Pero es en vano. Ya le arde el rostro por culpa del recuerdo, de lo confiada y de lo estúpida que ha sido.
Ben y ella empezaron a acostarse justo antes del inicio de las vacaciones de verano, en el diciembre pasado, la noche antes de que todos se marcharan a casa por Navidad. Enseguida quedó claro que lo suyo era mucho más importante para Lucy que para él: lo vio en la maestría con la que Ben le quitó el sujetador y en la calma con la que se introdujo en su interior. Lucy todavía se acuerda de todas las sensaciones que experimentó, de todos los suspiros que emitió. Como si ya por aquel entonces hubiera tenido claro que aquello no iba a repetirse. A fin de cuentas, ¿cómo iba a interesarse por Lucy alguien como Ben, un chico de hombros musculosos y pelo oscuro brillante?

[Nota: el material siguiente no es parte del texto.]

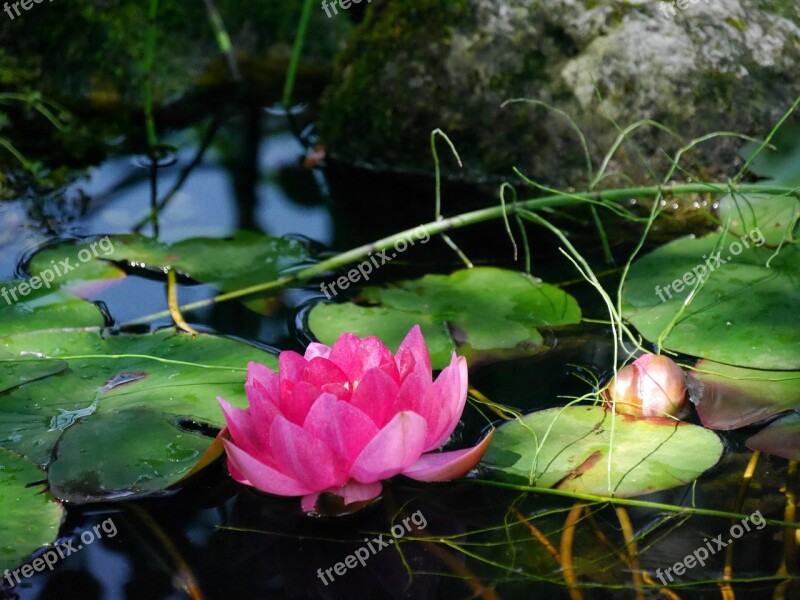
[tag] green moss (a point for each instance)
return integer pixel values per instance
(354, 108)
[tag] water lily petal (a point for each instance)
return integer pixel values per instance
(376, 395)
(268, 380)
(263, 393)
(307, 458)
(448, 399)
(395, 448)
(316, 349)
(295, 406)
(251, 471)
(412, 350)
(442, 466)
(291, 366)
(415, 392)
(356, 356)
(343, 427)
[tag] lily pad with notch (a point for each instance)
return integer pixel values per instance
(573, 449)
(463, 311)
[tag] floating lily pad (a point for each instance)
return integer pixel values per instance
(745, 314)
(568, 449)
(729, 397)
(44, 308)
(780, 163)
(483, 313)
(244, 260)
(780, 438)
(113, 416)
(772, 219)
(30, 516)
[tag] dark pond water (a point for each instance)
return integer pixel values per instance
(217, 539)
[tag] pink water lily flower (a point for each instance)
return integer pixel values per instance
(344, 418)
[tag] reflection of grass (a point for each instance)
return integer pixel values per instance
(50, 110)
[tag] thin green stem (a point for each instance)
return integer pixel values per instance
(223, 39)
(297, 51)
(673, 508)
(463, 220)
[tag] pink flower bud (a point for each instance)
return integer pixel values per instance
(652, 386)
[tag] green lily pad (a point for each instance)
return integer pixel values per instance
(483, 313)
(568, 449)
(779, 165)
(12, 375)
(43, 308)
(744, 314)
(772, 219)
(246, 259)
(136, 394)
(112, 416)
(728, 397)
(30, 516)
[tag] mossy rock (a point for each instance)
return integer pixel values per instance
(415, 65)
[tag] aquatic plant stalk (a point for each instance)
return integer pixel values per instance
(297, 51)
(470, 218)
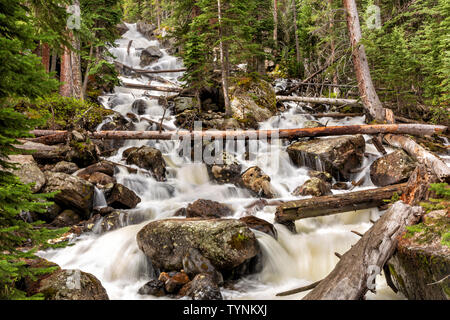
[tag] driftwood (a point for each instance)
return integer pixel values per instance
(411, 129)
(328, 205)
(419, 153)
(151, 88)
(331, 101)
(355, 271)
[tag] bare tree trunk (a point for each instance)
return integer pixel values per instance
(297, 43)
(228, 110)
(367, 91)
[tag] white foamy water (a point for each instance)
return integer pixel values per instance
(291, 261)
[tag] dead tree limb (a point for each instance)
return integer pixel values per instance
(411, 129)
(354, 273)
(328, 205)
(419, 154)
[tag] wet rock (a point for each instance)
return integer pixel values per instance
(150, 55)
(102, 167)
(253, 100)
(260, 225)
(147, 30)
(255, 180)
(224, 169)
(65, 167)
(76, 193)
(202, 287)
(207, 209)
(139, 106)
(71, 285)
(121, 197)
(337, 156)
(153, 288)
(313, 124)
(183, 103)
(393, 168)
(227, 243)
(313, 187)
(66, 219)
(151, 159)
(122, 28)
(174, 283)
(195, 263)
(99, 178)
(421, 263)
(28, 171)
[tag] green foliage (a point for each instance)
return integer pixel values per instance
(62, 113)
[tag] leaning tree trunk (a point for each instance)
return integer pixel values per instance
(367, 91)
(228, 110)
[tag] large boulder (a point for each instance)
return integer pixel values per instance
(226, 243)
(207, 209)
(420, 267)
(337, 156)
(255, 180)
(76, 193)
(71, 285)
(149, 158)
(393, 168)
(253, 100)
(150, 55)
(120, 197)
(28, 171)
(224, 169)
(313, 187)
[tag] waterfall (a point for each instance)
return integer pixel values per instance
(291, 261)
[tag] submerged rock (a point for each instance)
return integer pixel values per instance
(255, 180)
(76, 193)
(393, 168)
(71, 285)
(337, 156)
(28, 171)
(420, 267)
(148, 158)
(120, 197)
(202, 287)
(313, 187)
(226, 243)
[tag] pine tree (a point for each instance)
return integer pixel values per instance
(22, 76)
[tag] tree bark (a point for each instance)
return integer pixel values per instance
(419, 154)
(351, 277)
(257, 134)
(367, 91)
(328, 205)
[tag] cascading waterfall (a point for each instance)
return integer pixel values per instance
(291, 261)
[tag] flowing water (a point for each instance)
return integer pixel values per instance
(291, 261)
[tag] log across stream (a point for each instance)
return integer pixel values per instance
(290, 261)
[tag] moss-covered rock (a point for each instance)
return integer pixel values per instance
(226, 243)
(420, 267)
(253, 99)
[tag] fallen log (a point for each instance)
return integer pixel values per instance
(356, 270)
(420, 154)
(121, 65)
(331, 101)
(328, 205)
(411, 129)
(151, 88)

Sin embargo, al final la sorprendió. Le envió mensajes de texto durante las vacaciones para mandarle enlaces a vídeos de gatitos y memes de Twitter. Un día incluso hablaron por teléfono y compararon opiniones sobre los libros que estaban leyendo (Ben se había comprado A sangre fría por recomendación de Lucy; ella, El asesinato de Joe Cinque por recomendación de él). Su relación fluía con tanta sencillez y naturalidad que a Lucy le preocupaba que estuvieran entrando en el terreno de la amistad, que jamás volviera a notar los dedos de Ben sobre los muslos ni sus labios en el oído.
De ahí que, a pocos días antes de que comenzaran el último curso de la universidad, Lucy hubiera reunido el valor suficiente para preguntarle si quería recibir una foto suya.
Jamás había hecho nada parecido. En primer lugar, porque nadie le había pedido fotos; ¿por qué iban a pedírselas? ¿Quién iba a querer ver a Lucy sin ropa?
Pero en ese momento pensaba en el susurro que profirió Ben al hundirse dentro de ella, en el modo en el que le besó la piel sensible por encima de la clavícula, como si él no viera las marcas de piel agrietada debajo de los pechos y sobre las costillas. Ben era diferente, a Lucy no le cabía ninguna duda. Le proporcionaba seguridad.
Le dio la impresión de que el corazón le dejó de latir mientras esperaba la respuesta de él y los minutos se alargaban sin parar. Primero la marca azul de «leído», luego esas tres emocionantes palabras: «Ben está escribiendo».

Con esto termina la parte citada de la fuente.